藍野大学は2004年に開学し、現在、2学部5学科1専攻科2研究科体制(看護学部看護学科、医療保健学部理学療法学科・作業療法学科・臨床工学科・健康科学科、臨床工学専攻科、看護学研究科、健康科学研究科)で運営しています。

急速な少子高齢化と社会構造の変化が進む中、医療・健康分野では、地域医療体制の維持困難、医療人材の不足と地域偏在など1つの専門性では解決が困難な課題が山積しており、多職種連携の必要性が高まっています。

また、慢性疾患や認知症の増加により、病院完結型から地域完結型医療への転換が求められる一方、医療のデジタル化やAI活用の進展により医療・健康分野に必要なスキルが変化しています。

藍野大学では、建学の精神として「愛智精神〔Philo-sophia〕にもとづく人間教育」、教育理念として「Saluti et solatio aegrorum(邦訳:病める人々を医やすばかりでなく慰めるために)」を掲げています。そして「シン・メディカル(様々な専門職が対話と議論を重ね、協働する中で人間中心の医療を実現していくこと)」を「つながる力」として大切にしてきました。この「つながる力」を基盤として、これからの未来を見据え、人がその生涯を通じて尊厳を保ち、健康に生きることができる社会の実現を目指します。そのために、人のLife(ライフ)、すなわち生きることを「生命」、「生活」、そして「人生」という3つの側面から『TriLIFE』として捉え、その全てが豊かに調和した状態〈TriLIFE well-being(トライライフ・ウェルビーイング)〉の実現に向け、教育力・研究力・連携力の一層の強化を図ります。

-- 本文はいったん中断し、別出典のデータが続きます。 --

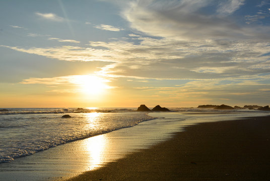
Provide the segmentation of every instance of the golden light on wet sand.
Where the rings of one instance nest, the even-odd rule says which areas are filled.
[[[94,136],[86,140],[86,151],[89,154],[89,165],[87,170],[92,170],[101,166],[104,162],[103,156],[106,139],[104,135]]]

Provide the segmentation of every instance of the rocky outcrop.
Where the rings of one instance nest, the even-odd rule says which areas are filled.
[[[71,116],[70,116],[69,115],[64,115],[63,116],[62,116],[62,118],[71,118]]]
[[[151,111],[149,108],[146,107],[145,105],[141,105],[137,109],[137,111]]]
[[[235,106],[234,107],[234,109],[243,109],[244,108],[242,108],[242,107],[240,107],[240,106]]]
[[[258,110],[260,111],[270,111],[270,108],[269,108],[269,106],[264,106],[264,107],[258,108]]]
[[[232,107],[230,106],[227,106],[225,105],[221,105],[220,106],[217,106],[214,108],[215,109],[218,110],[233,110],[234,109]]]
[[[257,105],[245,105],[244,106],[244,108],[245,109],[249,109],[249,108],[253,108],[253,109],[258,109],[258,108],[262,108],[262,106],[257,106]]]
[[[198,106],[198,108],[215,108],[217,105],[199,105]]]
[[[170,111],[170,110],[166,108],[162,108],[159,105],[156,106],[155,108],[153,108],[152,111]]]

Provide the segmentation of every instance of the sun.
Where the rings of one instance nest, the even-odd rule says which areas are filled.
[[[77,75],[75,83],[79,84],[81,91],[92,95],[99,95],[111,87],[106,84],[109,80],[95,75]]]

また、医療・健康分野における人材育成拠点かつ地域の健康増進の中核として、3つのラボを地域に開かれた医療・健康に関する教育・研究・地域貢献のHub(Aino Life Support Hub:AiLiS)として機能させています。AiLiS(アイリス)は、模擬手術室をさらに発展させたClinical Skills Lab(C-Lab)、臨場感のあるプロジェクションマッピングによる映像投影シミュレーションを備えるAino Simulation Lab(AinS-Lab)、総合トレーニングセンターを備えたFitness Lab(F-Lab)の3つのラボにより構成され、学生と教職員さらに地域が共同し、つながる場とし、多様な他者と協働しながら、医療・健康分野の未来を切り拓く人材を養成し、持続可能な地域医療・健康の実現に寄与していきます。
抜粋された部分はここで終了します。